De León’s expeditionary narrative seems all too familiar. Having discovered gold in Puerto Rico, he outfitted three ships to find even more riches that the Indigenous people said could be found on distant islands. His goal was the fabled island of Bimini, but he drifted onto the shores of Florida instead (believing the peninsula to be an island), naming it for the Easter festival of flowers (Pascua Florida). De León never found the riches he sought, but he did map out the Florida Keys all the way to Dry Tortuga.
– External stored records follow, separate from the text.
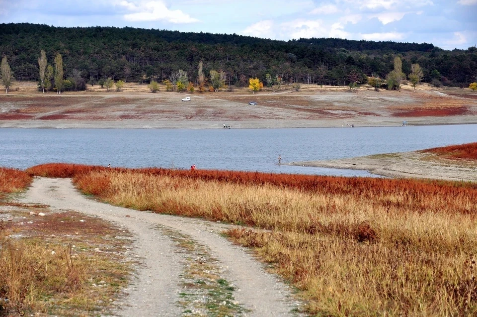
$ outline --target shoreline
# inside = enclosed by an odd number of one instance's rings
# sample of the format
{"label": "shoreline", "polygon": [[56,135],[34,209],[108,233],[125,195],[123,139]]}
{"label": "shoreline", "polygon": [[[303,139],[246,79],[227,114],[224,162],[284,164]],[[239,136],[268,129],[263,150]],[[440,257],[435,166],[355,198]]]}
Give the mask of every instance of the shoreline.
{"label": "shoreline", "polygon": [[477,162],[471,160],[443,159],[436,154],[423,151],[295,162],[284,165],[364,170],[371,174],[392,178],[477,182]]}
{"label": "shoreline", "polygon": [[[354,127],[346,126],[335,120],[323,119],[316,120],[257,120],[242,121],[226,121],[231,129],[300,129],[344,128],[359,128],[369,127],[402,127],[394,122],[391,118],[383,120],[380,124],[373,124],[366,120],[354,124]],[[429,120],[416,118],[415,122],[409,123],[407,127],[430,126],[437,125],[456,125],[477,124],[477,116],[468,120],[454,120],[449,118],[437,120],[432,118]],[[429,122],[432,121],[432,122]],[[67,120],[0,120],[0,128],[22,129],[224,129],[222,121],[193,120],[171,121],[167,120],[81,120],[71,122]]]}

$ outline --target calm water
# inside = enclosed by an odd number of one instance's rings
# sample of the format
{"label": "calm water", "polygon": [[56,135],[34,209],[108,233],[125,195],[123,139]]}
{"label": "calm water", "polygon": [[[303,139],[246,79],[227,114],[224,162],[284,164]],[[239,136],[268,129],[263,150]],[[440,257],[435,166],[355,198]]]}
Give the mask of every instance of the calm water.
{"label": "calm water", "polygon": [[477,141],[477,125],[247,129],[0,129],[0,166],[21,169],[65,162],[367,176],[365,171],[287,166]]}

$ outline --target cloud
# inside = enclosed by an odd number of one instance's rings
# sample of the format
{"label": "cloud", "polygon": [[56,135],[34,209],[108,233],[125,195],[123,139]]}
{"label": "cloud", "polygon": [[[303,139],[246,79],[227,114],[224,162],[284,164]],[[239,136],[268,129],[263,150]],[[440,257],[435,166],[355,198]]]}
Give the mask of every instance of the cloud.
{"label": "cloud", "polygon": [[264,20],[255,23],[247,27],[242,31],[246,35],[271,38],[273,31],[273,21],[271,20]]}
{"label": "cloud", "polygon": [[290,38],[323,37],[327,35],[325,28],[319,20],[298,19],[282,23],[280,27],[288,31]]}
{"label": "cloud", "polygon": [[344,31],[344,26],[340,23],[335,23],[331,25],[331,29],[328,34],[329,37],[350,38],[351,34]]}
{"label": "cloud", "polygon": [[477,0],[459,0],[457,3],[462,5],[472,5],[477,4]]}
{"label": "cloud", "polygon": [[397,41],[404,38],[404,34],[397,32],[360,34],[361,38],[368,41]]}
{"label": "cloud", "polygon": [[467,43],[467,39],[460,32],[454,32],[454,37],[450,40],[445,41],[444,43],[449,46],[457,46]]}
{"label": "cloud", "polygon": [[399,21],[404,17],[406,13],[405,12],[386,12],[370,15],[370,17],[377,17],[381,23],[386,25],[395,21]]}
{"label": "cloud", "polygon": [[314,9],[310,13],[312,14],[332,14],[338,12],[339,10],[334,4],[324,4]]}
{"label": "cloud", "polygon": [[169,10],[162,1],[142,1],[139,4],[123,0],[118,4],[129,12],[123,15],[124,19],[131,22],[146,21],[166,21],[174,23],[188,23],[199,22],[197,19],[180,10]]}

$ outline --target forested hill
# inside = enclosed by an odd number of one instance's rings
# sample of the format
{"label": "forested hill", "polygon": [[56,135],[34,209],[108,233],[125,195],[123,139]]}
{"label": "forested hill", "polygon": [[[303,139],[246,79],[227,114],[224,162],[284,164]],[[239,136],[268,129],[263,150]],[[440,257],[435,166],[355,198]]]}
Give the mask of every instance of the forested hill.
{"label": "forested hill", "polygon": [[8,58],[18,80],[38,77],[44,50],[49,63],[62,54],[65,74],[74,70],[85,81],[112,77],[127,81],[160,81],[181,69],[195,82],[200,61],[206,76],[224,72],[226,83],[267,74],[285,81],[328,85],[385,78],[395,57],[402,71],[412,64],[424,70],[423,81],[467,87],[477,76],[477,49],[445,51],[430,44],[312,38],[287,42],[237,34],[184,33],[131,27],[55,27],[29,23],[0,24],[0,55]]}

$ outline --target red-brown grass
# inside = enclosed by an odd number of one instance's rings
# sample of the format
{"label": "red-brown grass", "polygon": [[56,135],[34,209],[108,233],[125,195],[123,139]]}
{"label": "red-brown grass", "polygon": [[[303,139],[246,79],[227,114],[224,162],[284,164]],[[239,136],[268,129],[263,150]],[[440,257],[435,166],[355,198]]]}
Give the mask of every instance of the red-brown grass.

His exploits became the protoplasm of legend, and he was eventually inextricably linked to the tale of the search for the Fountain of Youth. There is no mention of the fountain in any of his written records, although its folklore had long put a spring in the step of many a European explorer. There is also no evidence that Ponce de León initially landed at St. Augustine, the fabled site of the fountain. An enterprising raconteur named Luella Day McConnell (aka “Diamond Lil”), who profited handsomely from the tourist trade in St. Augustine in the early 20th century, seems to be the source of the unsubstantiated claims about Ponce de León.
Today, while archaeologists and historians continue to debate the crucial detail of where Ponce de León first walked the sands of Florida, visitors can enjoy the swashbuckling tales of early exploration appealingly presented at the Juan Ponce de León Landing Park, 150 miles south of St. Augustine. A few steps east will allow them to enjoy the quiet sandy beaches themselves.